Some people plot their novels at great length before they start to write, some don’t seem to do it at all. I’ve always been an enthusiastic pre-plotter, mainly because whenever I’ve tried to write a book without a detailed plot it has fallen into a big hole that I couldn’t dig myself out of. And besides, not having a good solid structure makes me way too anxious.


But I’m just discovering the benefits of plotting halfway through the process, rather than at the beginning.


I’ve said before that I’m writing the first Bodyguards book differently from anything I’ve ever done before. I did a bit of plotting before I started, but that soon gave way to writing the discovery draft, which has been a lot of fun.


Now however, I have to make sense of that draft, which is a hodgepodge of half-cooked ideas and less-than-half-cooked characters.


This is where the mid-way plotting comes in. And the new toy.
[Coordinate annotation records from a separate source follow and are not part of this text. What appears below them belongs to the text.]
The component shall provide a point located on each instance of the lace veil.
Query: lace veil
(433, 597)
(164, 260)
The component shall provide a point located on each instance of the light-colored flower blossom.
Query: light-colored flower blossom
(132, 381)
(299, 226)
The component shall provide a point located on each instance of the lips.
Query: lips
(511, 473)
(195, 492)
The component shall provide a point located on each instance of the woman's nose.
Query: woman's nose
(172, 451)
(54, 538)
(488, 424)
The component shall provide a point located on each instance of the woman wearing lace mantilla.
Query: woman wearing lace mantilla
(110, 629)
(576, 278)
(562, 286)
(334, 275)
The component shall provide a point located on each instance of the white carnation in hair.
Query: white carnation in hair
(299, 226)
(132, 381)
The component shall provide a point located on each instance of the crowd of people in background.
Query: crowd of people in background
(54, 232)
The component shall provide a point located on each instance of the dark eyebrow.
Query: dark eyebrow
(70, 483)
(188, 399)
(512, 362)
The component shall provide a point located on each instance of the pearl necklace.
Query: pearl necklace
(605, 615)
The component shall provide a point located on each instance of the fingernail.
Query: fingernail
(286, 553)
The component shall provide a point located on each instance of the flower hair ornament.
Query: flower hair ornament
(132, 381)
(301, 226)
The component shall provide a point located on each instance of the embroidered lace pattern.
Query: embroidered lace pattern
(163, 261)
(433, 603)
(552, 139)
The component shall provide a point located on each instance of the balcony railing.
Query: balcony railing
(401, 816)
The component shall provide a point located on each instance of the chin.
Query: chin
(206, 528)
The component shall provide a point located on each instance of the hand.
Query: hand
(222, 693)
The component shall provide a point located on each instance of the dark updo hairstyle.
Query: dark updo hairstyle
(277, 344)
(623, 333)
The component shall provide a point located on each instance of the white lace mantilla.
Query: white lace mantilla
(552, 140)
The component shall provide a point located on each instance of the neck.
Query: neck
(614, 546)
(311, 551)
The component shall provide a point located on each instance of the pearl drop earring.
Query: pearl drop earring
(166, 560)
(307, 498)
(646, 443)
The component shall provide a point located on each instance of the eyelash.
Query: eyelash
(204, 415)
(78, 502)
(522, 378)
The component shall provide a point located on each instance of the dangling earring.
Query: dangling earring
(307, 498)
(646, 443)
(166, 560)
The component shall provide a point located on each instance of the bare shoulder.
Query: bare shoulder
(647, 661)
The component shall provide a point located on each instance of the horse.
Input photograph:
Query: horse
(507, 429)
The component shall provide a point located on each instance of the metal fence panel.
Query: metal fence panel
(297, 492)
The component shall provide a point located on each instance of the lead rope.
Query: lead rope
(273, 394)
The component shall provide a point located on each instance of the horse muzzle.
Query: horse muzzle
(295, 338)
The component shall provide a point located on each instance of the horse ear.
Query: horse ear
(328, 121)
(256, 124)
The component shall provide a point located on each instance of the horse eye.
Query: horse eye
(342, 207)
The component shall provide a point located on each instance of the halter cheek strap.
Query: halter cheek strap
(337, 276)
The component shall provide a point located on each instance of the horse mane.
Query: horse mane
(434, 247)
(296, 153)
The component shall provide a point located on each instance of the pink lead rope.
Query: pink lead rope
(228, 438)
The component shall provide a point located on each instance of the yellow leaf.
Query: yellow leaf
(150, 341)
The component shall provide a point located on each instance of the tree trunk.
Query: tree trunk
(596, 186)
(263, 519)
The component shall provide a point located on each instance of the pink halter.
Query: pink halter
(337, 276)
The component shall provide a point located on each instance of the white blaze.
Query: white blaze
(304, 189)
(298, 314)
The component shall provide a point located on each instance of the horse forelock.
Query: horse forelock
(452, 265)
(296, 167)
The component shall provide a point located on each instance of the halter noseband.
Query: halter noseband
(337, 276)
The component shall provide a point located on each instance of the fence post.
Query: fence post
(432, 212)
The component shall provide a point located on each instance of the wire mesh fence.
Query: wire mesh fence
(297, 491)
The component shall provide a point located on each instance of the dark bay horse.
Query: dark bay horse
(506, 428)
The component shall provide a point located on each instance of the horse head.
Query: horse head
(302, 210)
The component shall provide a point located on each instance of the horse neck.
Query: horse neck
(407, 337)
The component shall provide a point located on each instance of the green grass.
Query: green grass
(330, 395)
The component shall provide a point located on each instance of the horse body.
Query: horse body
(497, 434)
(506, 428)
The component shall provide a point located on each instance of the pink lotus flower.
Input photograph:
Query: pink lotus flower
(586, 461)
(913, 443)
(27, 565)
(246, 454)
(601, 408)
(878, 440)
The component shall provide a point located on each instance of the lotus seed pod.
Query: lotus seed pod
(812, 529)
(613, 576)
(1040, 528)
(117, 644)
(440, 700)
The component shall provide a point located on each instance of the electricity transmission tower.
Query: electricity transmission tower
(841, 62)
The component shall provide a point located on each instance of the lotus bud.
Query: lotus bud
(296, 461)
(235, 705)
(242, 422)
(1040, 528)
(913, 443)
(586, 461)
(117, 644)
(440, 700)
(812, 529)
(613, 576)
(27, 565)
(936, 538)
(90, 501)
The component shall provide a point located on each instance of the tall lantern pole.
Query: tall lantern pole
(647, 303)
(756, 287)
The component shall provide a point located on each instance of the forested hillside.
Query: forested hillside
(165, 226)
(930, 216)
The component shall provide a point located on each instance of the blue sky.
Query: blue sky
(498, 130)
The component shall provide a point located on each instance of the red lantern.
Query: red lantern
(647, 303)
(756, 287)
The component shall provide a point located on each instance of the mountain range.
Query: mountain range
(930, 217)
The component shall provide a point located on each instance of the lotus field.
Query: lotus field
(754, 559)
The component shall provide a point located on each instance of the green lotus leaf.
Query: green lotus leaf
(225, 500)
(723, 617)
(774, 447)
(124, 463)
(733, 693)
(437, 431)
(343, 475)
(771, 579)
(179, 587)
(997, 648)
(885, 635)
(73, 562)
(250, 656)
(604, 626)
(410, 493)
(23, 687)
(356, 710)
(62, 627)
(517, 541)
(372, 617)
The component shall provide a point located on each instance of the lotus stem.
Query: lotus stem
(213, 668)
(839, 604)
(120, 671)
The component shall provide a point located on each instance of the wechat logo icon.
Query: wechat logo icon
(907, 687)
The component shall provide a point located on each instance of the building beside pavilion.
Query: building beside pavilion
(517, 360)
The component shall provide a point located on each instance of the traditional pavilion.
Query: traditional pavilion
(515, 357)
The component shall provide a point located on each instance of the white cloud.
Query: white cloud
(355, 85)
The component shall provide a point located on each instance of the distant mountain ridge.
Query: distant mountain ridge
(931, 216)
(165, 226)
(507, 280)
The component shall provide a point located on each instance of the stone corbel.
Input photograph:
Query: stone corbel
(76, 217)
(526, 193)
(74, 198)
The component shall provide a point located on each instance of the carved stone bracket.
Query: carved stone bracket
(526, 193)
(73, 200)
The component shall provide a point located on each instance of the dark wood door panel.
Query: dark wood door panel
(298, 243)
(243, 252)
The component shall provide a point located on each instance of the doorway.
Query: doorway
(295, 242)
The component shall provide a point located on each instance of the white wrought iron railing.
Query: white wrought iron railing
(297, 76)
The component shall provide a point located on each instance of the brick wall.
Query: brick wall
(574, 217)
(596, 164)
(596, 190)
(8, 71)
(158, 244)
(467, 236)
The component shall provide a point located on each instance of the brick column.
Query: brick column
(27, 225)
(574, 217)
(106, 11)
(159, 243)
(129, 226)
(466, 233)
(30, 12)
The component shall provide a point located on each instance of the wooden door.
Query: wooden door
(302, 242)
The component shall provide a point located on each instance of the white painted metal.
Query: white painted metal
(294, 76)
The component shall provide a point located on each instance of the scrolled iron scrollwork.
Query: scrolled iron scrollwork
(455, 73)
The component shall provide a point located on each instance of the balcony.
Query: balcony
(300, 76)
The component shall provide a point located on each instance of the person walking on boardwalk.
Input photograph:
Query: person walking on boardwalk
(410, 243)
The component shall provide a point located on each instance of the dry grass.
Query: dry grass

Up till now, I’ve either plotted by hand in my notebooks, or used Word, neither of which are much good. But now I have Curio!


[trumpets please]


images


I’ve been playing with this very nice bit of software for the last couple of days, making collages for my main characters. Here’s the one I did for Duckling:


Screen Shot 2016-06-05 at 7.51.04 am


And here’s the beginning of the plot:


plot1


[Notice how I very cunningly took a photo of this rather than a screenshot, so you can’t see the details.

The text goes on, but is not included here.